Yet these cutscenes often come with clunky writing, half-minute-long freezes and the alarming visages of his wife and daughter.  Yes, despite the beauty of the Frostbite 2 engine building videos with realistic textures that few games can boast, the wife and young daughter are downright scary, and puncture scenes that are, if not interesting, at least impressive to watch.

Those remarkable visuals do translate for the most part into the actual campaign.  Most of the war-torn world is beautifully crafted from mountainous caves to the more modern structures of Dubai.  Gunfire looks damaging and explosions, whether scripted or of your own doing decimate the landscape to an engaging effect.

Watching the towering crate-shifting structures of a pier crumble to the ground around you is an impressive sight, and environments are well equally well developed.  There’s a great sense of space and location that pervades the campaign, making it feel as if you are in a real-world location rather than a level designed to hurtle you from set piece to firefight.  Unfortunately, the gameplay more than makes up for that feeling of linearity that the environment cannot fully alleviate.

Nighttime missions can be difficult to navigate when the lights go out.

Warfighter’s gunplay has its strengths, but the actual implementation of it is plagued with bugs and lacking in much excitement..  Enemy AI behaves the same way with every death, companion AI will knock you out of cover if that is where they must position themselves and enemies can clip in and out of cover making it difficult to keep them in your sights.  Because of the scripted nature of events, firefights become a dull exercise in repetition that offers no options for creatively approaching a situation.  Gameplay can feel so restrictive that at times the game actually takes away any sense of freedom.  During one sniping mission, for example, instead of choosing a preferred spot in my cover building, Warfighter glues me to one spot on a table and forces me to play the mission from there.  While not a problem at every point, these moments pop up enough to make firefights feel more like a shooting gallery and less like a frenzied, intense scenario.

Several levels during the game attempt to offer somewhat different experiences, but either succeed or fail because of their differences.  Portions of missions put you in control of a robotic scout to clear the path ahead of your squad.  This could have been a great opportunity for stealthy attacks, but the bot can be a hassle to navigate over the crumbled terrain of a bombed-out building.  Thankfully, these inclusions are short in infrequent.

Sniping takes some skill, but unfortunately the game too far restricts these scenarios.

What succeeds more than perhaps even the shooting aspects of the campaign are two driving levels.  Though somewhat long, these exceptions to the rule are intense, fun and creative in their use of a familiar mechanic.  Both missions either task you with chasing another car or being the one chased, but I found it quite exciting to weave in and out of traffic.  There is also a portion in a residential location that has you maneuvering out of sight from enemy vehicles, and that small gameplay mechanic, in a somewhat expanded form, is one I would love to see in another driving game.

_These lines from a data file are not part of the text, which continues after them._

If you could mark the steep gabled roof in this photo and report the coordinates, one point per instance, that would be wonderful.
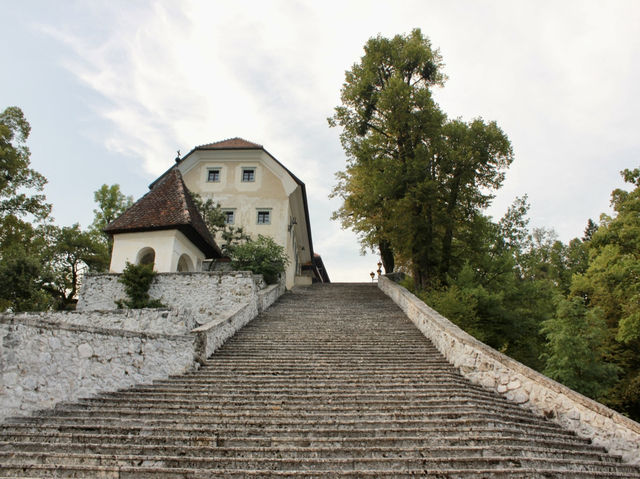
(231, 144)
(167, 206)
(238, 143)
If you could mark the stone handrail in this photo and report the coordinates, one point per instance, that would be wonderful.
(45, 362)
(51, 357)
(493, 370)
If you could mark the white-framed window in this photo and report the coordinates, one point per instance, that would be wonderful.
(264, 217)
(229, 216)
(213, 175)
(248, 175)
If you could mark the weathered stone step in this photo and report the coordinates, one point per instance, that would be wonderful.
(306, 464)
(339, 430)
(367, 381)
(194, 406)
(292, 388)
(491, 438)
(417, 451)
(142, 472)
(332, 397)
(277, 415)
(380, 406)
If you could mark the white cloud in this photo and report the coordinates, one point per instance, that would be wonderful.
(560, 79)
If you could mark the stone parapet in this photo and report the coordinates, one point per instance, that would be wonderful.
(45, 362)
(52, 357)
(519, 383)
(148, 320)
(212, 335)
(203, 295)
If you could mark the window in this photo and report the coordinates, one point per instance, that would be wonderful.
(213, 175)
(248, 175)
(264, 217)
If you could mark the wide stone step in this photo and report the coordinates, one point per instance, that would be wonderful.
(276, 416)
(417, 451)
(435, 407)
(446, 439)
(329, 382)
(279, 381)
(307, 464)
(141, 472)
(381, 406)
(310, 430)
(333, 397)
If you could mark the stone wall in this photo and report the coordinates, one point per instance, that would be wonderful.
(154, 321)
(204, 295)
(46, 362)
(215, 333)
(46, 358)
(518, 383)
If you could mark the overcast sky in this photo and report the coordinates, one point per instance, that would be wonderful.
(113, 88)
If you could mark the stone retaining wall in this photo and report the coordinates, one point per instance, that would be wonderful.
(46, 362)
(153, 321)
(518, 383)
(203, 295)
(46, 358)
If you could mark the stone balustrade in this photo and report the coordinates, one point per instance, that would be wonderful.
(519, 383)
(50, 357)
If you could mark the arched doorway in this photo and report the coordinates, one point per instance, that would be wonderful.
(146, 256)
(185, 264)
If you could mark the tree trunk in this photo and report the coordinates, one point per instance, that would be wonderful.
(386, 255)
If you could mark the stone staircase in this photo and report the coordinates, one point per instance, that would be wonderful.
(331, 381)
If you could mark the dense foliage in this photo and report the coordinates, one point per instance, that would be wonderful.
(41, 264)
(226, 235)
(415, 188)
(415, 181)
(261, 256)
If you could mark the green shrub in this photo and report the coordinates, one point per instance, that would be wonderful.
(137, 280)
(262, 256)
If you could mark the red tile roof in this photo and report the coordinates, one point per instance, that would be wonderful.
(167, 206)
(230, 144)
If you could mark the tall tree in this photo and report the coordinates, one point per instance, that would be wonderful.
(111, 204)
(70, 254)
(577, 342)
(21, 202)
(414, 181)
(388, 117)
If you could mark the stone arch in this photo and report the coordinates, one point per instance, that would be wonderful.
(146, 255)
(185, 264)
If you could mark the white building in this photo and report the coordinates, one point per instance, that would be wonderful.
(254, 189)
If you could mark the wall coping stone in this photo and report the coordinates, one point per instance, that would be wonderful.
(8, 318)
(604, 426)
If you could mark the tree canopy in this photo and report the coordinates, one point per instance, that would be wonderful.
(414, 179)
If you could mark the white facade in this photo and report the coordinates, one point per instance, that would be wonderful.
(169, 251)
(259, 194)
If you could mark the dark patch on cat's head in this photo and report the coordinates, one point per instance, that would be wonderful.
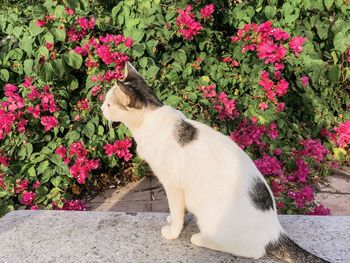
(260, 195)
(135, 87)
(185, 132)
(287, 250)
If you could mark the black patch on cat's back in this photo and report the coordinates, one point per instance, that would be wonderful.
(185, 132)
(260, 195)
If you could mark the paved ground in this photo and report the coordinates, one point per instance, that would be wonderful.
(74, 236)
(147, 195)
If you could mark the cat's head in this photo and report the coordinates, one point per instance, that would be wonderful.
(128, 96)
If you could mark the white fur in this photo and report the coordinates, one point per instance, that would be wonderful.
(209, 177)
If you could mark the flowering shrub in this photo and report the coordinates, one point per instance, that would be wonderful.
(274, 77)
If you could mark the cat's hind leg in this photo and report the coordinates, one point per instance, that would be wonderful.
(177, 212)
(202, 241)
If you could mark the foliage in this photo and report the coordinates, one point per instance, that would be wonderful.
(280, 89)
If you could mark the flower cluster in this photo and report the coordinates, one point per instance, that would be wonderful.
(104, 49)
(207, 11)
(188, 26)
(76, 158)
(268, 43)
(120, 148)
(302, 197)
(313, 149)
(341, 135)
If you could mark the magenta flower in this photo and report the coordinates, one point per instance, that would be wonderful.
(69, 11)
(128, 42)
(269, 165)
(61, 151)
(49, 122)
(296, 45)
(188, 27)
(27, 198)
(207, 11)
(120, 148)
(41, 23)
(263, 106)
(304, 81)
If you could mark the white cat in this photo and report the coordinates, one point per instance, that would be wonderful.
(204, 172)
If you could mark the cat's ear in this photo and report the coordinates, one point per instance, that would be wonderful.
(127, 96)
(131, 73)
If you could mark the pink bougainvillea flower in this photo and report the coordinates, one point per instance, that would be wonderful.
(128, 42)
(342, 134)
(83, 104)
(96, 90)
(304, 81)
(49, 122)
(263, 106)
(5, 161)
(246, 135)
(280, 106)
(36, 184)
(41, 23)
(35, 111)
(281, 87)
(188, 27)
(207, 11)
(313, 149)
(49, 45)
(296, 45)
(120, 148)
(85, 23)
(226, 107)
(27, 198)
(208, 91)
(61, 151)
(269, 165)
(302, 197)
(69, 11)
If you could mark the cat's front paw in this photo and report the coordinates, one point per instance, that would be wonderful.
(169, 233)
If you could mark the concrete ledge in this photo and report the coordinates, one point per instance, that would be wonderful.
(64, 236)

It is a shame that the most enjoyable ideas in the campaign are not shooting-intensive.  Warfighter’s guns operate well, and the sounds of fire feel meaty enough, but there is nothing that impelled me forward while playing.  I rarely if ever found a reason to switch from the gun given to me at the onset of each mission or even switch to my pistol.  Nighttime missions add an additional difficulty as, despite the beauty of most environments, without lighting the world can be nearly a hassle to walk through.

It may sound strange, but the driving levels are some of the most engaging missions in this shooter.

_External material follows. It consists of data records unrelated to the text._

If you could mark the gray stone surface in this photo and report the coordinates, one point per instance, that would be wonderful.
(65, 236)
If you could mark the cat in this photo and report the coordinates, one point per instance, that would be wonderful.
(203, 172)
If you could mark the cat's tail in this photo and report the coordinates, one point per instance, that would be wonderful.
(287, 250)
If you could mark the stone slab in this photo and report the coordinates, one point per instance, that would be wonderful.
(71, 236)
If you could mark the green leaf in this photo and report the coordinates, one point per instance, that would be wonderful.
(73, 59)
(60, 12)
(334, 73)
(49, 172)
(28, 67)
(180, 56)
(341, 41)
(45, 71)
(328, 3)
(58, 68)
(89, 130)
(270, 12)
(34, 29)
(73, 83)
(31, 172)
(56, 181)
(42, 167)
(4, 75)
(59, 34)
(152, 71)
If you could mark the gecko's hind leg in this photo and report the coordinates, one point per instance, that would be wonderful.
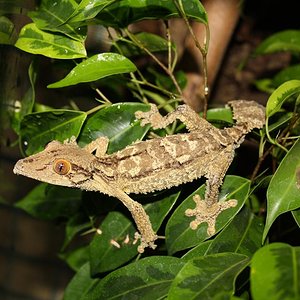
(207, 210)
(184, 113)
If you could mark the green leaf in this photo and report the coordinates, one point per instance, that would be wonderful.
(296, 215)
(118, 123)
(124, 12)
(53, 16)
(206, 277)
(76, 258)
(35, 41)
(75, 225)
(197, 251)
(28, 100)
(80, 284)
(288, 73)
(243, 235)
(49, 202)
(275, 271)
(288, 40)
(283, 191)
(149, 278)
(150, 41)
(7, 31)
(105, 254)
(96, 67)
(180, 236)
(158, 210)
(222, 114)
(88, 9)
(14, 6)
(38, 129)
(280, 95)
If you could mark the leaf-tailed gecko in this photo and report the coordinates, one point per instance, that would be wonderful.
(152, 165)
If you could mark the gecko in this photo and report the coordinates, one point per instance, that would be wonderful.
(153, 164)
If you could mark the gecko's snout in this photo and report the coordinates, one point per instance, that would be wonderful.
(18, 167)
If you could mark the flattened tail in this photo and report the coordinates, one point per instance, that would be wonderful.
(248, 113)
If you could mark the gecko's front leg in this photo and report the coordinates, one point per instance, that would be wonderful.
(207, 210)
(99, 145)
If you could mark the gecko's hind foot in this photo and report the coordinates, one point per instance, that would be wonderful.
(144, 243)
(207, 214)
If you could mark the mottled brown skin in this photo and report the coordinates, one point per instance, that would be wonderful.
(152, 165)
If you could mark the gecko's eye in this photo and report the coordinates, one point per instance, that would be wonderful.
(62, 166)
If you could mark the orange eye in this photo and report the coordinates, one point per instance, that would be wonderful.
(62, 166)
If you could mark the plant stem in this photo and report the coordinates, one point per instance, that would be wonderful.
(203, 50)
(168, 72)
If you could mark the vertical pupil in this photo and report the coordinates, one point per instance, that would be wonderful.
(61, 167)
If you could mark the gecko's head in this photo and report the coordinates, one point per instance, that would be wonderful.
(61, 164)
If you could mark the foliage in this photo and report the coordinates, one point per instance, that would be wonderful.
(187, 263)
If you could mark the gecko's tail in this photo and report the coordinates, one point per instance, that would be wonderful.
(249, 113)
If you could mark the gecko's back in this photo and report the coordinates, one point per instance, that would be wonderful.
(160, 163)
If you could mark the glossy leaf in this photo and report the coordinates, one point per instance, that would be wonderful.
(96, 67)
(114, 246)
(288, 40)
(283, 192)
(275, 271)
(105, 255)
(198, 251)
(206, 277)
(149, 278)
(80, 284)
(35, 41)
(88, 9)
(124, 12)
(13, 6)
(76, 258)
(49, 202)
(7, 31)
(53, 16)
(28, 99)
(75, 225)
(288, 73)
(38, 129)
(296, 215)
(280, 95)
(118, 123)
(150, 41)
(160, 207)
(180, 236)
(243, 235)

With the AI issues, audio and visual bugs – doors would not be opened yet I could walk through them, squadmates would run into their cover continuously, and audio will pop in and out unexpectedly – and the monotony of missions, it’s disappointing to see the care for a soldier’s life not carry over to the feel of the campaign.  By the time I breached my half-a-dozen doors, I realized the rinse-and-repeat nature of proceedings was there to stay; a disheartening realization at which to arrive.